Apoia a iniciativa de responsabilizar os gestores do pelouro da educação directamente envolvidos na cadeia de concepção e produção do livro. Portanto, considera-se oportuna e necessária a exoneração do director-geral do Instituto Nacional para Desenvolvimento da Educação (INDE) e a suspensão da comissão da avaliação dos livros. Porém, a LiDU questiona a isenção da responsabilidade da direcção máxima do pelouro da educação, na pessoa da S. Excia Ministra da Educação e Desenvolvimento Humano. O assunto em causa não representa apenas um erro de gestão de um subsector, é um problema estrutural dentro do sector da educação, que não apenas demonstra a falta de uma liderança competente, com altos padrões éticos e que garanta o bom funcionamento do pelouro mas também, a falta de visão para o progresso social e económico do país.

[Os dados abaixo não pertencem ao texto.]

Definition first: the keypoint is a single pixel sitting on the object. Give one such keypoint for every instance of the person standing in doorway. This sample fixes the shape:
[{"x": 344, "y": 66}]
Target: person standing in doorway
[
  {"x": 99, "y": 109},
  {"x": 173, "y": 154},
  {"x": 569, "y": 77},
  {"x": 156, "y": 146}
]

Sugere que o Governo crie um mecanismo eficaz de monitoria do livro escolar, desde a concepção, aquisição até a distribuição do livro, garantindo a qualidade e minimizando espaço de ocorrência de práticas corruptas, particularmente no procurement.
Advoga pela transparência no processo de contratação dos consultores que elaboram os conteúdos dos livros, dos editores, das gráficas e do processo de transporte e distribuição. Os critérios de contratação de todos envolvidos na cadeia de elaboração até a entrega ao consumidor final do livro devem ser divulgados e socializados a todos intervenientes da sociedade.
Entende que, sendo a educação um assunto de soberania nacional, a definição dos conteúdos a serem incorporados nos manuais deve ser mais inclusivo, permitindo a maior participação de todas forças vivas da sociedade, sobretudo dos professores que são os veículos de transmissão dos saberes contidos nos mesmos.
Praticamente desconhecida e sem relevância na sociedade, a LIDU, diz que foi formalmente constituída em 2020, através do Despacho Ministerial de 28 de Dezembro é uma pessoa colectiva de direito privado, sem fins lucrativos, constituída por docentes Universitários moçambicanos, dotada de personalidade jurídica e autonomia administrativa, financeira e patrimonial. A paesar do comunicado a organização parece que não dá a cara.